Sometimes, I wonder why people take leadership positions.
Aside from the money, I find no other reason.
I mean, what is the worth of two seconds of approval from one person, a year? Would it matter, on your death bed?
The responsibility that comes with it is tremendous. The sword of Damocles hanging over your head. The poisoned chalice. Blablabla.
The loneliness of command.
Sometimes, I find myself thrust into it because, simply, I do not trust anyone else to do the right thing. People are so easily corrupted.
Even the best of us find themselves saying, "I have to look out for myself."
And then they whine for centuries, "Why am I not appreciated enough? Boo hoo hoo!" And no matter how much people appreciate them it will never be enough.
Well, maybe because you do not, really, honestly, appreciate people? I don't know. I am not your judge. You are.
People are weak.
Same thing with my parents. I was so depressed at one time in my life, that I considered suicide.
Then I thought, you know, if I die, my parents have to bury me. They have heart problems and hypertension. They are not meant to bury their children. They are not strong enough. I am. And yet sometimes, I wish I was not.
It is not fair to ask that of them. And yes, the world is not fair. Why the fuck am I STILL not a millionaire? DESPITE being Najib's nephew?
Why aren't all of you on your knees right now, gargling my dick?

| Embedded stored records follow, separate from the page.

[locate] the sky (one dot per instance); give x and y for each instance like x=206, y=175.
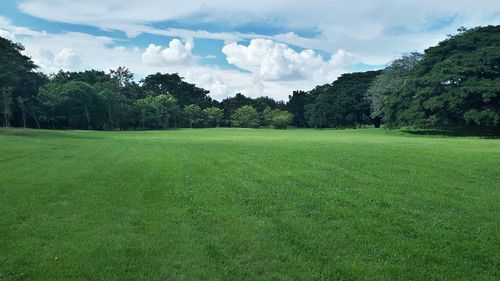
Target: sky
x=259, y=47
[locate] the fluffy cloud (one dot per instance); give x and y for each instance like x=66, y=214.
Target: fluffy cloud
x=66, y=59
x=272, y=61
x=365, y=27
x=176, y=53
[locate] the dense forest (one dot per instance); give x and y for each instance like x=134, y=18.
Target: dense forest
x=454, y=83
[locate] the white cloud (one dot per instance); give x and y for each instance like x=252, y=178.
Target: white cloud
x=357, y=31
x=176, y=53
x=272, y=61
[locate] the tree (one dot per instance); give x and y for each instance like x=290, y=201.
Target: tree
x=168, y=110
x=455, y=83
x=6, y=103
x=297, y=106
x=185, y=93
x=214, y=116
x=342, y=103
x=49, y=96
x=14, y=71
x=390, y=81
x=194, y=114
x=282, y=119
x=22, y=106
x=80, y=100
x=111, y=100
x=245, y=117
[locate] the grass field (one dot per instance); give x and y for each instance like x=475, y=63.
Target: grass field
x=231, y=204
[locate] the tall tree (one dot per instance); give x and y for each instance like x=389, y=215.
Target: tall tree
x=389, y=82
x=342, y=103
x=245, y=117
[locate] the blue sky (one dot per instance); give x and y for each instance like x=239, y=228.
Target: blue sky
x=259, y=47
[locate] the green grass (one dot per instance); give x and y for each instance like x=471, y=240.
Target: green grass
x=230, y=204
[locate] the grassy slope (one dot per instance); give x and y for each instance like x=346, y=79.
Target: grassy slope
x=228, y=204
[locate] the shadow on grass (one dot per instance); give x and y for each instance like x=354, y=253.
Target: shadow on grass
x=36, y=133
x=456, y=131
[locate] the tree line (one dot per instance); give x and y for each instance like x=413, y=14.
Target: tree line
x=456, y=82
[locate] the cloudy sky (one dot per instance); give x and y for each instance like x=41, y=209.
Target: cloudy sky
x=258, y=47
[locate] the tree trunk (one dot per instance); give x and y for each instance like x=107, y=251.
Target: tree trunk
x=36, y=120
x=110, y=120
x=88, y=117
x=24, y=117
x=52, y=117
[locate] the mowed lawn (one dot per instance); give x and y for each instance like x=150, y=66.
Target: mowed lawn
x=236, y=204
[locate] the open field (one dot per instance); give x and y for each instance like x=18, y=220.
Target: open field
x=234, y=204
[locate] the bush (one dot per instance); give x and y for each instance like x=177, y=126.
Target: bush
x=245, y=117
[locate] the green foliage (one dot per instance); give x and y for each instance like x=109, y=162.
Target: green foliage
x=245, y=117
x=342, y=103
x=276, y=118
x=281, y=119
x=457, y=82
x=390, y=82
x=185, y=93
x=80, y=103
x=213, y=116
x=236, y=204
x=194, y=115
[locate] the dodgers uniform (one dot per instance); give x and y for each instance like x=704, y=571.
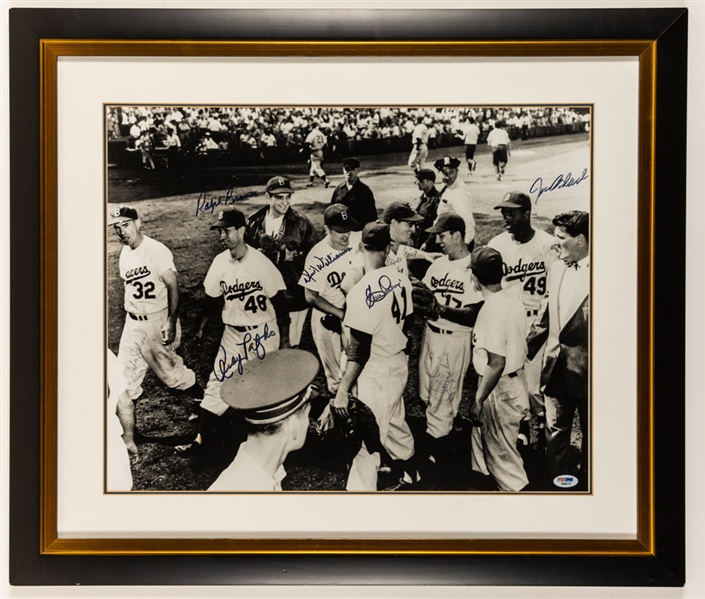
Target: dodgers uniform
x=526, y=272
x=457, y=198
x=147, y=307
x=324, y=271
x=251, y=328
x=501, y=329
x=377, y=305
x=119, y=474
x=316, y=141
x=419, y=151
x=445, y=350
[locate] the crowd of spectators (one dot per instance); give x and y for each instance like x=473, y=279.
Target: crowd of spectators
x=268, y=135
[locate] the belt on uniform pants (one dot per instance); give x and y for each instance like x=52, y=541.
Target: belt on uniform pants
x=243, y=329
x=435, y=329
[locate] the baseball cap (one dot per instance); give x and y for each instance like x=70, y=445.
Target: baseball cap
x=337, y=217
x=401, y=211
x=514, y=199
x=350, y=163
x=448, y=221
x=487, y=262
x=279, y=185
x=229, y=218
x=426, y=173
x=375, y=235
x=271, y=388
x=121, y=214
x=446, y=162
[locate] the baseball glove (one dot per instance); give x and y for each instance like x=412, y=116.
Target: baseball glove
x=425, y=303
x=332, y=323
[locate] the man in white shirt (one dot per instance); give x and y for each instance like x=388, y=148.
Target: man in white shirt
x=456, y=197
x=499, y=353
x=498, y=140
x=273, y=397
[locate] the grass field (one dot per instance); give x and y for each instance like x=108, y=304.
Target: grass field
x=167, y=203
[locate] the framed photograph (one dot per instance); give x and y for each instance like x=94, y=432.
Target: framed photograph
x=221, y=141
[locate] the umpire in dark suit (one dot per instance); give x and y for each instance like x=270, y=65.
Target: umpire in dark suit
x=563, y=323
x=355, y=195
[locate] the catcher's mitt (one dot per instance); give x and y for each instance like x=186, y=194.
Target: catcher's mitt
x=425, y=303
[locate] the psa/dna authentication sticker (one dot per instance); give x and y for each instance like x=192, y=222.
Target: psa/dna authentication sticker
x=565, y=481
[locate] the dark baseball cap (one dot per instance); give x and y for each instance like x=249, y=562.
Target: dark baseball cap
x=486, y=262
x=515, y=199
x=446, y=162
x=375, y=235
x=448, y=221
x=271, y=388
x=279, y=185
x=350, y=163
x=337, y=217
x=121, y=214
x=229, y=218
x=425, y=173
x=401, y=211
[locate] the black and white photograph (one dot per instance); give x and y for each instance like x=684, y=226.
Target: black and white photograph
x=348, y=298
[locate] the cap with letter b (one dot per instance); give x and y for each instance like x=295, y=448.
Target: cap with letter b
x=121, y=214
x=229, y=218
x=270, y=389
x=337, y=217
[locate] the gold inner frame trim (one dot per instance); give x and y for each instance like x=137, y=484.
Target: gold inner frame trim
x=643, y=545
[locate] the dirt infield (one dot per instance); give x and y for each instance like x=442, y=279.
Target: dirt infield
x=168, y=203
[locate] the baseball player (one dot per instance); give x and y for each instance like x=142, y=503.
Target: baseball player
x=315, y=141
x=249, y=291
x=419, y=149
x=273, y=396
x=469, y=134
x=376, y=311
x=455, y=196
x=324, y=270
x=499, y=354
x=498, y=140
x=152, y=331
x=285, y=236
x=527, y=253
x=445, y=349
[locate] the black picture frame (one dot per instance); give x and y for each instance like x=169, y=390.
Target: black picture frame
x=662, y=563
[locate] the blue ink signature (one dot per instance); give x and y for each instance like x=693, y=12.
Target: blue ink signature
x=250, y=345
x=385, y=288
x=558, y=183
x=206, y=205
x=309, y=274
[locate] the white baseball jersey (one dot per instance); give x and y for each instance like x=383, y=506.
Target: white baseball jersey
x=526, y=265
x=325, y=268
x=142, y=270
x=470, y=133
x=451, y=283
x=498, y=137
x=378, y=305
x=500, y=329
x=457, y=198
x=316, y=139
x=420, y=133
x=246, y=285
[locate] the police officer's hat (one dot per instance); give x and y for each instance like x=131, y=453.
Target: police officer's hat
x=446, y=162
x=271, y=388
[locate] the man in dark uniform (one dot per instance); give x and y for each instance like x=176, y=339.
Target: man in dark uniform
x=355, y=194
x=285, y=236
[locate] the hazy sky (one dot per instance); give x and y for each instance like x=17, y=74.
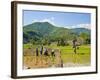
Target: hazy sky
x=61, y=19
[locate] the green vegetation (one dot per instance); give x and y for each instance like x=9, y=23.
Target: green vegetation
x=67, y=54
x=46, y=33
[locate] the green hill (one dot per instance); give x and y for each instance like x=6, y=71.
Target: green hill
x=40, y=32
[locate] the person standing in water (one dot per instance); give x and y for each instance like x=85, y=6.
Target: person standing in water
x=75, y=45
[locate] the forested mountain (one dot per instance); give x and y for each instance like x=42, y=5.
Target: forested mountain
x=45, y=32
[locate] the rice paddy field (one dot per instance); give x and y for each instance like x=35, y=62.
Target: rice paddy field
x=64, y=56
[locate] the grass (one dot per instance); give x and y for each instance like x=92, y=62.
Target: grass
x=67, y=53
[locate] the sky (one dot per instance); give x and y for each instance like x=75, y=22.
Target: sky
x=60, y=19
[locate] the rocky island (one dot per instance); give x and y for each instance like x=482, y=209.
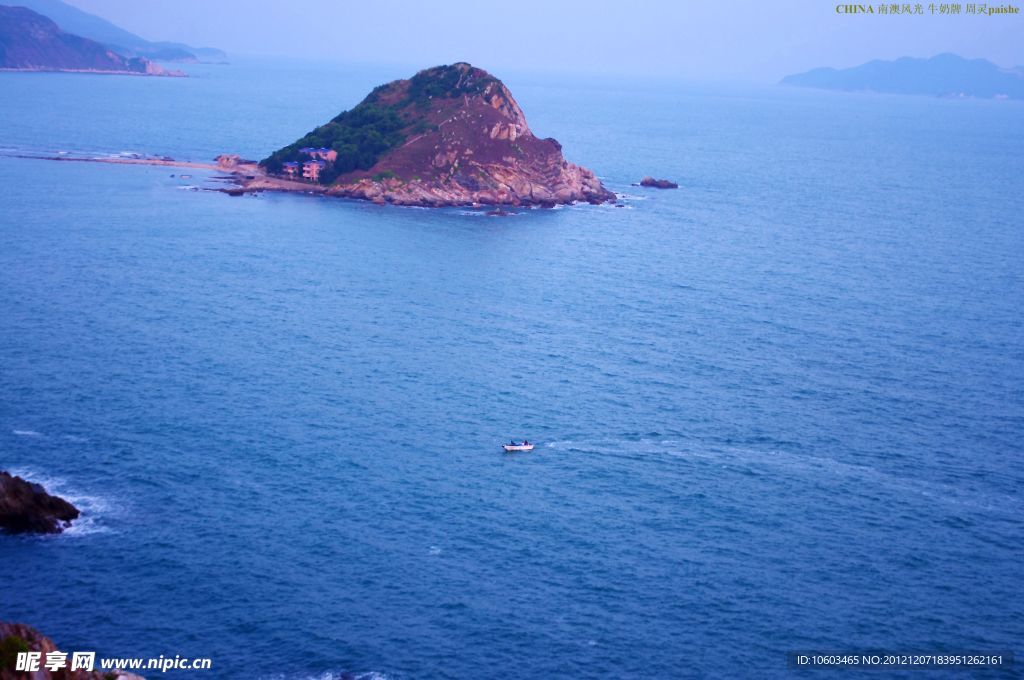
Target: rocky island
x=32, y=42
x=451, y=135
x=27, y=508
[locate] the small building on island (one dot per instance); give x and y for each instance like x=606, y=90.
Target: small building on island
x=311, y=169
x=322, y=153
x=227, y=160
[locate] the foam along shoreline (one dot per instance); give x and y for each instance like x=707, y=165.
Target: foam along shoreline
x=249, y=177
x=165, y=162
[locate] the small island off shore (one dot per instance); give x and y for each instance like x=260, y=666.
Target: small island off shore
x=452, y=135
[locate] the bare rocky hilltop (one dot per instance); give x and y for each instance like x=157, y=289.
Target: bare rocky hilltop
x=452, y=135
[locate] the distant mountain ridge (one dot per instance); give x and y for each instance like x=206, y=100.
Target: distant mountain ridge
x=80, y=23
x=32, y=42
x=944, y=75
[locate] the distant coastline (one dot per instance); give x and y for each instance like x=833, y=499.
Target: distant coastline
x=163, y=73
x=946, y=76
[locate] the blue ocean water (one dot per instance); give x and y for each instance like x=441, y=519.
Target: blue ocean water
x=778, y=409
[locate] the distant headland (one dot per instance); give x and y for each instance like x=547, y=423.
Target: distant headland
x=451, y=135
x=30, y=41
x=74, y=20
x=944, y=75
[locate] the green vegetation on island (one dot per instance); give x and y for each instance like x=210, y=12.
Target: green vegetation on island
x=384, y=120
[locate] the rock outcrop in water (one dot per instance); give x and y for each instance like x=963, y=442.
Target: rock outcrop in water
x=16, y=638
x=32, y=42
x=27, y=508
x=657, y=183
x=451, y=135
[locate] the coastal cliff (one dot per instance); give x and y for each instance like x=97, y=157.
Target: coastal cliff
x=451, y=135
x=32, y=42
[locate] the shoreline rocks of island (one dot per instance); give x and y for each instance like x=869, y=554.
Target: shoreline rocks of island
x=28, y=508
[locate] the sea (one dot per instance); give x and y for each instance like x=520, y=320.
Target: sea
x=778, y=409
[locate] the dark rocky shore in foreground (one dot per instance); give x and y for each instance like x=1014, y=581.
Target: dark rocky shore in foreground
x=27, y=508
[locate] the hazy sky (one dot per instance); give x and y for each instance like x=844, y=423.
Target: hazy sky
x=754, y=41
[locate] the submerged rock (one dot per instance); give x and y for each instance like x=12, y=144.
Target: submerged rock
x=27, y=508
x=451, y=135
x=657, y=183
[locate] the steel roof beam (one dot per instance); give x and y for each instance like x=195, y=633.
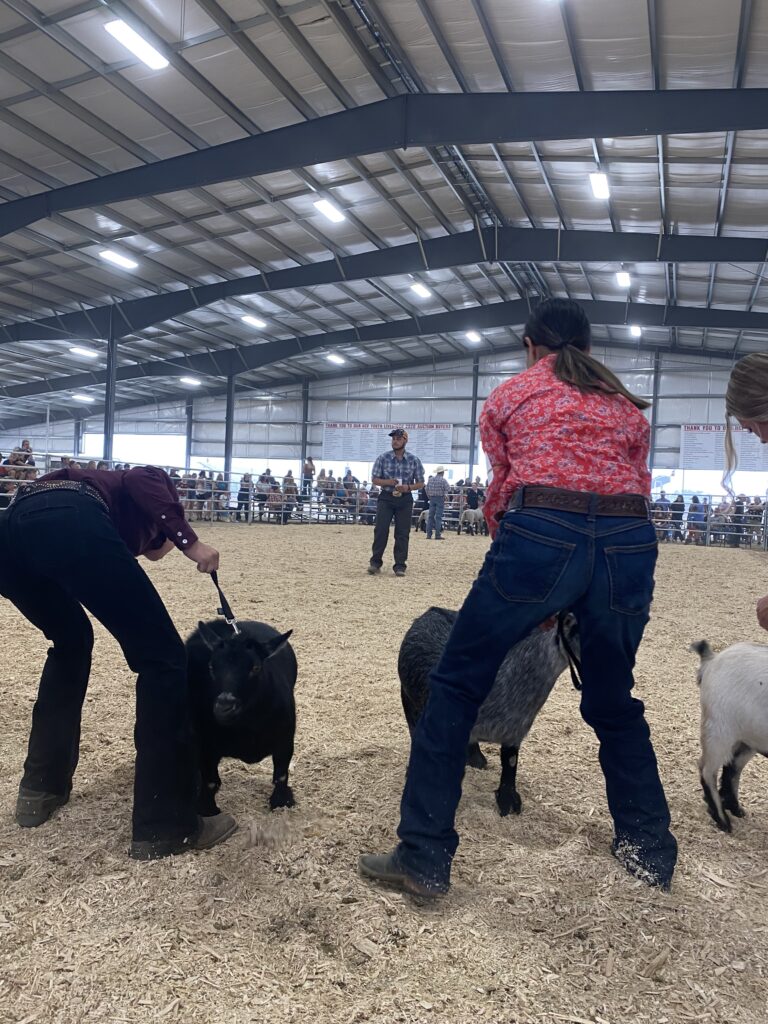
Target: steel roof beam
x=242, y=358
x=504, y=245
x=96, y=411
x=414, y=121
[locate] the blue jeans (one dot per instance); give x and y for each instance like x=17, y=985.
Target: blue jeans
x=434, y=516
x=541, y=562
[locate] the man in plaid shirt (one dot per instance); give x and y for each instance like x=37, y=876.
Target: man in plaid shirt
x=397, y=473
x=437, y=487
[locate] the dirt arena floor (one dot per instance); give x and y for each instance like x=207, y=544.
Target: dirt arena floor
x=275, y=926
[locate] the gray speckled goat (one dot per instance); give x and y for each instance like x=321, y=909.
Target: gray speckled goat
x=522, y=684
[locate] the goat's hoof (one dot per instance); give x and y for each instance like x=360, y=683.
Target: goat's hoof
x=508, y=803
x=477, y=760
x=282, y=798
x=724, y=823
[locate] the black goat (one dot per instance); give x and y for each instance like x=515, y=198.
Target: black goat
x=242, y=691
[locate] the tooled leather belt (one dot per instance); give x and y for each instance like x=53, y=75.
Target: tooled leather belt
x=28, y=489
x=581, y=501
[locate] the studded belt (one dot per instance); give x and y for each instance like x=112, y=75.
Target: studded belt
x=28, y=489
x=581, y=501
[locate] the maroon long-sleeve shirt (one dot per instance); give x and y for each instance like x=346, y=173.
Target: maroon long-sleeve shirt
x=142, y=503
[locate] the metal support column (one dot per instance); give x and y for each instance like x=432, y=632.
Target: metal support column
x=473, y=416
x=78, y=441
x=654, y=409
x=189, y=412
x=304, y=446
x=304, y=422
x=112, y=370
x=229, y=427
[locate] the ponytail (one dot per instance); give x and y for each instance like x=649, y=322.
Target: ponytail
x=581, y=370
x=561, y=326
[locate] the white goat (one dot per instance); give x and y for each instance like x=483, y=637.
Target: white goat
x=734, y=721
x=471, y=520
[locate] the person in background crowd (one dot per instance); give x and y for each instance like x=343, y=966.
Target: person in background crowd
x=368, y=516
x=436, y=488
x=564, y=426
x=397, y=473
x=203, y=495
x=25, y=453
x=696, y=522
x=263, y=486
x=291, y=494
x=677, y=510
x=755, y=511
x=244, y=498
x=747, y=401
x=663, y=502
x=221, y=498
x=71, y=541
x=307, y=475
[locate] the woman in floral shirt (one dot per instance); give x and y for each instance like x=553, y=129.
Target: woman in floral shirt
x=568, y=509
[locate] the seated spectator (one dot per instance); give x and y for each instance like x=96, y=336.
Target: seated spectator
x=244, y=498
x=25, y=452
x=274, y=503
x=204, y=495
x=662, y=521
x=221, y=498
x=696, y=521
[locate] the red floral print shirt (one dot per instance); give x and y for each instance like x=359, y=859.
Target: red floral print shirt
x=538, y=430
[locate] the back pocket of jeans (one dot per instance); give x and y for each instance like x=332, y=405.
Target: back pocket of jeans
x=631, y=577
x=525, y=566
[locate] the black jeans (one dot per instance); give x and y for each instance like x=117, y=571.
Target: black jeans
x=59, y=550
x=389, y=508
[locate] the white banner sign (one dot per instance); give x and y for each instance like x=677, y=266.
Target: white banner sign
x=364, y=441
x=702, y=446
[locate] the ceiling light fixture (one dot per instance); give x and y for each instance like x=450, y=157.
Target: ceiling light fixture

The world is not fair. Get over it.
Still, I do not believe that you have to suffer in order to achieve something. That's victim-talk. And we have too many victims already. I fucking hate victims.
And with any situation, there are great opportunities as well.
Faced with dire situations, numbers, figures, names and dates fly inside my head. Schematics and plans swim before my retina. I run simulations inside my head.
I know the answer. I have it.
People sometimes are afraid to say what they want and what they want to do for fear of being embarrassed. I took care of that a looooong time ago.
One time, I was hailing a cab, from Press Club, flat on my ass, puking by the roadside and crying to my phone.
I cast away my dignity a loooong time ago.
You cannot corrupt me with sex because five years of training with Thai prostitutes taught me the real value of sex - 50 bucks.
Money can't buy me. Only a ridiculously large amount of money can. USD400 million. Cash. Tax-free.
For USD400 million, I'll backstab anyone.
If I am wrong, so what? I do what I can, and I do what I believe in. And I believe Anwar is an asshole, and I will never do him.
I am not a gentleman. I am far from noble. Though I am, slightly, of noble blood. And I have a pair of Nobleman underwear.
For all intents and purposes, I am a barbarian. Barbarian at the gates! Of hell.
When I yell at a corpse, potions and weapons come out.
I am also a robot. A tin man. For I cast my heart from me a looooong time ago. The thing that exists is my dick.
Barbarian Robot. And I shall carve a kingdom for myself with my own hands, and I shall wear my crown upon a troubled brow.